Last updated 3rd December 2020

Last updated on 6th August 2013 by Calum Murray

Assessment for All Patients

  1. Full neurological examination looking for patterns of abnormality to answer the questions ‘Where is it?’ & ‘What is it?’.
  2. Always remember to see what happens when the patient stands up, or is stood up.
  3. Routine bloods including potassium, glucose, B12, CK.
  4. Look for infection – MSU, chest x-ray and blood culture.
  5. Consider Wernicke’s encephalopathy and subdural haematoma – Rx may be life saving.
  6. Do not write ‘CNS grossly intact’ which is another way of saying you have not examined the nervous system.
  7. Look for one of the following patterns of neurological disorder. 
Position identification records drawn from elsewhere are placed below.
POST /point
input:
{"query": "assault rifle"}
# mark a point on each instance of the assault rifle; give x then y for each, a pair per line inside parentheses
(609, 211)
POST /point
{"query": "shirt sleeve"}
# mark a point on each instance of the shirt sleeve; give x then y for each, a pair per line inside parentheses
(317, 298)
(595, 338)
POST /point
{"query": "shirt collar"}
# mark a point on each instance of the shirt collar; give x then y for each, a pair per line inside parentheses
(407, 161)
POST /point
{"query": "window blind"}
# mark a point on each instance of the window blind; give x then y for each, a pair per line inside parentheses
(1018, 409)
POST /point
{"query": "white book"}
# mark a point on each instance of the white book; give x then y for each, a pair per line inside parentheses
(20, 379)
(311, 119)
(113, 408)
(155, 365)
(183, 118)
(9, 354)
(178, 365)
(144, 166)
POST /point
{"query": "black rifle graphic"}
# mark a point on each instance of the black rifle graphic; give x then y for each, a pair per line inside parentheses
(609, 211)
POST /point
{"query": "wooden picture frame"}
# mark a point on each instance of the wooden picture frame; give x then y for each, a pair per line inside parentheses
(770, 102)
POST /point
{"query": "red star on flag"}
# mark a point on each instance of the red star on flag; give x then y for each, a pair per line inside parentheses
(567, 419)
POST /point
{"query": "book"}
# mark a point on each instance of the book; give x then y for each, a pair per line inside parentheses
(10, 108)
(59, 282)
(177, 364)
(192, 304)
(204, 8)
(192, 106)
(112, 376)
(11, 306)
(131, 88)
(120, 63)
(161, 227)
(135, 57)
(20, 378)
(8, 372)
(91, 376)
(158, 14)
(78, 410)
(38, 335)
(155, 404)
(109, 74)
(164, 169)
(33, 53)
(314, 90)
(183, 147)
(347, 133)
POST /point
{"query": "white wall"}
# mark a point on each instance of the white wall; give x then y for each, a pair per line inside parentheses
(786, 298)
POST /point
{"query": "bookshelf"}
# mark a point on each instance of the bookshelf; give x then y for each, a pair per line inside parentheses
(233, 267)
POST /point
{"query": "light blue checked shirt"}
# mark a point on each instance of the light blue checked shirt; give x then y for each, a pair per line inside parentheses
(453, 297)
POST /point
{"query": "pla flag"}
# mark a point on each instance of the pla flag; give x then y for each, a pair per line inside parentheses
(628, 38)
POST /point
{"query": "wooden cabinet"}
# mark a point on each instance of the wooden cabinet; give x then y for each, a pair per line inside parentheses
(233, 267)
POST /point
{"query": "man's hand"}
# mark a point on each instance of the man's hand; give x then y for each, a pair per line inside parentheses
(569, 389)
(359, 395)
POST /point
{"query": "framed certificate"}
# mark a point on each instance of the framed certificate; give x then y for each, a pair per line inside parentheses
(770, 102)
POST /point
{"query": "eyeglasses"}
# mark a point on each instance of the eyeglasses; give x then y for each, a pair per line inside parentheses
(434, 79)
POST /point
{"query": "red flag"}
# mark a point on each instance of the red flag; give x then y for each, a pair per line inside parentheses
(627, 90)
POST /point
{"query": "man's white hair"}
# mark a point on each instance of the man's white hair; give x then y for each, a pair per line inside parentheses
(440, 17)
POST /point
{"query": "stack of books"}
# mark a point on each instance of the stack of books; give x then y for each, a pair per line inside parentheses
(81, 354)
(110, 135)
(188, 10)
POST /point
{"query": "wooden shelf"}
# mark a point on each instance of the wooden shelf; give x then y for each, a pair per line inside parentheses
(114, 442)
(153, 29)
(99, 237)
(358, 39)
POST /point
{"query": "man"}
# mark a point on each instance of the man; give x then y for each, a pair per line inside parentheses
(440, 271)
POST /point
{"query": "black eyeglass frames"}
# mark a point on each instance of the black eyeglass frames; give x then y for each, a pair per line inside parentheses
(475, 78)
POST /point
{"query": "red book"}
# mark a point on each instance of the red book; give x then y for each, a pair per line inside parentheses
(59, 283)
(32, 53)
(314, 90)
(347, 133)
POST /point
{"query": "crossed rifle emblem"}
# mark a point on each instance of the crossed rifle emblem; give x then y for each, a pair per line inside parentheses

No Clear Cut Neurological Signs

  1. This is common – an elderly patient with pre-existing cognitive impairment gets a UTI or chest infection. Always check white cell count, CRP, SpO2, blood culture, chest x-ray and MSU. Usually responds to fluids, antibiotics for infection and physiotherapy.
  2. Review medicine chart and refer to consultant/pharmacist if there are meds to be stopped.
  3. Off legs in a patient with diabetes means hypoglycaemia until proven otherwise.
  4. Always consider subdural haematoma if patient fails to respond to above measures. 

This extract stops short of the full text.